Un "besoin d'information", exprime-t-il, qui viserait à nous rassurer plus qu'à nous faire peur des épreuves à venir. En étudiant les événements, on peut peut-être les anticiper et donc se préparer psychologiquement à l'éventualité que notre quotidien ressemble à celui dépeint à l'écran. Une approche peu réjouissante, clairement, mais apparemment populaire. Seulement elle peut rapidement tourner au vinaigre quand on la laisse nourrir nos craintes puis créer de toutes pièces une paranoïa coriace.

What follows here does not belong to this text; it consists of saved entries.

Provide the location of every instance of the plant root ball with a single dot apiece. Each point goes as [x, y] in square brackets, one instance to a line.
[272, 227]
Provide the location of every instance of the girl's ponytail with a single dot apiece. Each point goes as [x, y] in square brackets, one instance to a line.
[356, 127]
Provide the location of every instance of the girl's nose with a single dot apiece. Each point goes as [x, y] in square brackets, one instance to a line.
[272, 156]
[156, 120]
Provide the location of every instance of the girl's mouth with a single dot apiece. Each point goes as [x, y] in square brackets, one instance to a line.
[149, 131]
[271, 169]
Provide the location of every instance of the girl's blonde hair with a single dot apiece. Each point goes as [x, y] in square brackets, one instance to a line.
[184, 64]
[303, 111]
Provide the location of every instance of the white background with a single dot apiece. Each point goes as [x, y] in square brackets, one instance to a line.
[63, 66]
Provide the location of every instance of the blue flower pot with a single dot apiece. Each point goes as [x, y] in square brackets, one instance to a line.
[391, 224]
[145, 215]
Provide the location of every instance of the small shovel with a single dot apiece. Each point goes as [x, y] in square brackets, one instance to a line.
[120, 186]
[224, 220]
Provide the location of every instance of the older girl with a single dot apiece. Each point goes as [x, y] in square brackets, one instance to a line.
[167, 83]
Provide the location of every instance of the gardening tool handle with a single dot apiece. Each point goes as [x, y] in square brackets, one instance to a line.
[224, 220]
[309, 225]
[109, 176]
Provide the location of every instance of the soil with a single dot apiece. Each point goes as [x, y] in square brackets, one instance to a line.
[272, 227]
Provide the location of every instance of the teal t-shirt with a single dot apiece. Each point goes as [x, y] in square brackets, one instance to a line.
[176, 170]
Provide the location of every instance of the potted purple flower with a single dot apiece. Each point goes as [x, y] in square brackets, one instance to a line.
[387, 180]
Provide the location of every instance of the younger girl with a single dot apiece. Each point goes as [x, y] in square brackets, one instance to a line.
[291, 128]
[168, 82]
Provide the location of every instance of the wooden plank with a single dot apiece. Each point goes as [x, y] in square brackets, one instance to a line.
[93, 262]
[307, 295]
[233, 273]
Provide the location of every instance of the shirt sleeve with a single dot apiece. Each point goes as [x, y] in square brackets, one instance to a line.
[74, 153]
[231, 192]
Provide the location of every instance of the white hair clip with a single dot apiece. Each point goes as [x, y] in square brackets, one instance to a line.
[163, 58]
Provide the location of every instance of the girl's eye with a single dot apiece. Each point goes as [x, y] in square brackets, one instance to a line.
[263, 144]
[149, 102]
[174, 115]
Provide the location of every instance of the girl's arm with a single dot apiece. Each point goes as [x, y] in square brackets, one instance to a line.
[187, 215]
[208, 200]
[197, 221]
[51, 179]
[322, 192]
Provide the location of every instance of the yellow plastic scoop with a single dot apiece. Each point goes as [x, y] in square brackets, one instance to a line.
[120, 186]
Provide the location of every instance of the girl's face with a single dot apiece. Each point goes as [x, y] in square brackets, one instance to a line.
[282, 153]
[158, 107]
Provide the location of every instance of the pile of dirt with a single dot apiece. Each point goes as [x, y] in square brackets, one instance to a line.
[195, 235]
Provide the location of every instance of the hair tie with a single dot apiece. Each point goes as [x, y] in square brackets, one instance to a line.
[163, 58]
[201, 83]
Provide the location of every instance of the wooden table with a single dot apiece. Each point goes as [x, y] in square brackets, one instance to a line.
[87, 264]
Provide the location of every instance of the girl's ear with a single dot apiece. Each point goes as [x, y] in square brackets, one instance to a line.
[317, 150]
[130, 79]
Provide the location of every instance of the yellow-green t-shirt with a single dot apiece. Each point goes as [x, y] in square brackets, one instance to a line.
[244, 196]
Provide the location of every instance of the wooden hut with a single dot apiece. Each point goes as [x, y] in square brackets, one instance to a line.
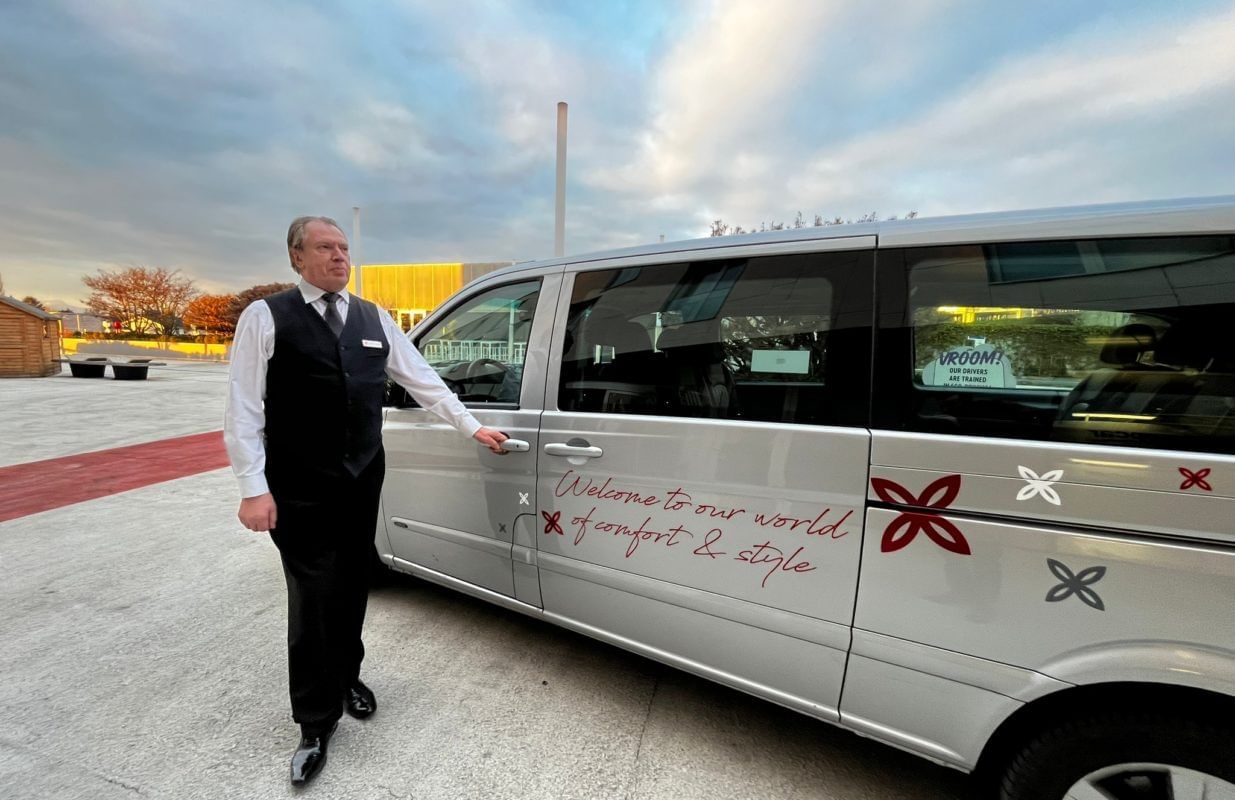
[30, 341]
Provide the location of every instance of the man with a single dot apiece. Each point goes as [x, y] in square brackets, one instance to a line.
[304, 435]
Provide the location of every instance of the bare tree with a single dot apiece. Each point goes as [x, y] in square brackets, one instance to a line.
[719, 227]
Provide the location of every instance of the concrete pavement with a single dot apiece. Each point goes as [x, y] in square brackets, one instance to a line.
[142, 652]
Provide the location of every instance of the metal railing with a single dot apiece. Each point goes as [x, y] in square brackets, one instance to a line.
[439, 351]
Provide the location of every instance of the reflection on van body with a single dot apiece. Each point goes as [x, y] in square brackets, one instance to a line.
[965, 485]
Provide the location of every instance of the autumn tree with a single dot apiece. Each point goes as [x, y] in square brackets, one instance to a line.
[242, 300]
[142, 299]
[211, 314]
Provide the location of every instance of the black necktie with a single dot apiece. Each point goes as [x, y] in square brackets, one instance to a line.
[332, 319]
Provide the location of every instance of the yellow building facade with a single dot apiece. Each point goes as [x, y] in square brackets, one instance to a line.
[410, 291]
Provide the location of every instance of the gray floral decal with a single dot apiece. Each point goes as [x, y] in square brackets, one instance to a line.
[1076, 584]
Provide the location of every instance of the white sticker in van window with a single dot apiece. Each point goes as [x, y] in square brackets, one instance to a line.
[784, 362]
[979, 367]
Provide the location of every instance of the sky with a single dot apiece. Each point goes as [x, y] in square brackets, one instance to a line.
[188, 135]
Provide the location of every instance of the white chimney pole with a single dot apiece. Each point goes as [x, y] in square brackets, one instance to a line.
[560, 212]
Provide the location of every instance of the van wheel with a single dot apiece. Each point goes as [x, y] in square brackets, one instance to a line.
[1125, 757]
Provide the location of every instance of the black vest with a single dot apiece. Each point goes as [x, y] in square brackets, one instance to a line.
[322, 395]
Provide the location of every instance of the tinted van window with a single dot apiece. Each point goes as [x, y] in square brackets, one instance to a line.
[479, 348]
[778, 338]
[1103, 341]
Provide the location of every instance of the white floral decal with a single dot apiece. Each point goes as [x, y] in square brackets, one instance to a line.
[1040, 484]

Risque de paranoïa nocive ?

Le professeur Patrick Rateau est formel : la peur n'évite pas le danger. Pour l'expert, si se replier vers des oeuvres culturelles de référence traduit une inquiétude justifiée et une quête de repères, chercher à contrôler ce qui nous échappe a des conséquences dramatiques : "Dès qu'on perçoit qu'on ne contrôle pas, ça génère de l'anxiété et de la peur", affirme-t-il.

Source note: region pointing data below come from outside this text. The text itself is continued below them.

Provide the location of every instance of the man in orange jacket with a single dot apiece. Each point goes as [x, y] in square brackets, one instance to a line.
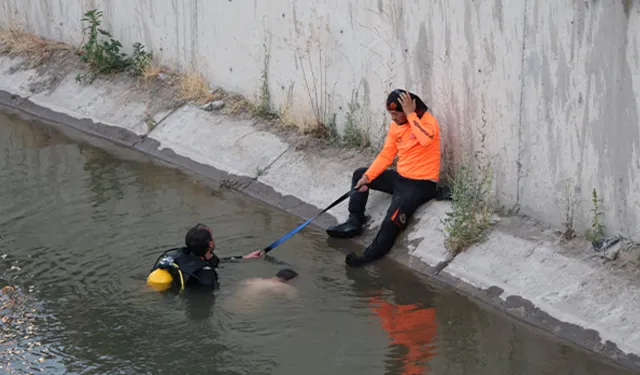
[414, 137]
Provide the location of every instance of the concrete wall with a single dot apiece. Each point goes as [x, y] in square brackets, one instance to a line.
[545, 88]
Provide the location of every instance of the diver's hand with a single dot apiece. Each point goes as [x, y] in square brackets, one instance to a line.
[254, 255]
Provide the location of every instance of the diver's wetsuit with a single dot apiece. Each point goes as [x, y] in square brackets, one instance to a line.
[195, 270]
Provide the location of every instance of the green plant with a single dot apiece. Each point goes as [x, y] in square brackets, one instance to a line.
[140, 60]
[106, 56]
[103, 57]
[596, 233]
[469, 218]
[263, 108]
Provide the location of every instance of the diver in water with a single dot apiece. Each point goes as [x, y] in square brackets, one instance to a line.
[193, 264]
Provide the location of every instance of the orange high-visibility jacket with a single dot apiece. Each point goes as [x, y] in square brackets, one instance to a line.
[417, 145]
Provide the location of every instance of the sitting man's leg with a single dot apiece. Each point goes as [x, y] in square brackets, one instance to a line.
[408, 196]
[358, 201]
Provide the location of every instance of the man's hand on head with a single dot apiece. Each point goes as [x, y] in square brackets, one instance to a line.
[408, 104]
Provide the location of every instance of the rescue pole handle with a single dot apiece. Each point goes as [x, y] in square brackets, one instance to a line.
[297, 229]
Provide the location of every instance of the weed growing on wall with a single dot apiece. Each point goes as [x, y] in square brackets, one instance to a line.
[263, 108]
[141, 60]
[106, 56]
[469, 218]
[596, 233]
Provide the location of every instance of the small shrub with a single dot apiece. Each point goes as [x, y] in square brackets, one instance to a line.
[471, 211]
[141, 60]
[596, 233]
[106, 56]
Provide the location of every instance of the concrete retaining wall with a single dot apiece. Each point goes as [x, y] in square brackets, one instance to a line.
[546, 88]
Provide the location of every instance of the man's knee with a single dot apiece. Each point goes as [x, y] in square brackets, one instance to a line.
[358, 173]
[399, 219]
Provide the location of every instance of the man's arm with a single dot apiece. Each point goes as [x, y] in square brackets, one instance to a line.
[253, 255]
[384, 158]
[424, 128]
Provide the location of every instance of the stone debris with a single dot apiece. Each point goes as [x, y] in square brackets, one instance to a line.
[215, 105]
[618, 247]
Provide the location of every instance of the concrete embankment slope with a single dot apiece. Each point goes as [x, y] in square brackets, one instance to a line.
[523, 268]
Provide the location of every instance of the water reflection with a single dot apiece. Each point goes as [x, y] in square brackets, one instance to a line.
[409, 322]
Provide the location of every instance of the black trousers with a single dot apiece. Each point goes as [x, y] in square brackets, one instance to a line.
[407, 196]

"On est dans une situation maximale de peur collective car on a un objet de peur qui n'est pas d'origine humaine, qui n'est pas visible". Il ajoute : "cette menace n'est pas dirigée vers un groupe en particulier. Potentiellement, cela concerne toute l'espèce humaine, ce qui va augmenter le sentiment de peur car il n'y a aucune possibilité de se replier sur ses groupes d'appartenance."

Et c'est justement la propagation de ce sentiment qu'il faut craindre, aussi. Notamment à l'ère des réseaux sociaux, où les fake news circulent allègrement, sans aucune vérification. "Rien ne se propage comme la peur", peut-on d'ailleurs lire sur l'affiche de Contagion. Et à cet état se succède quasi inévitablement la panique, responsable de réactions irrationnelles, de mouvements de foule et donc, par la force des choses, de davantage de contaminations.

Quel serait le bon réflexe pour nourrir nos questions sans enrayer de comportement anxiogène, pour nous comme pour notre entourage ? "Aller chercher de la bonne information", lance Patrick Rateau. Et faire la part des choses entre la fiction et la réalité, assurément.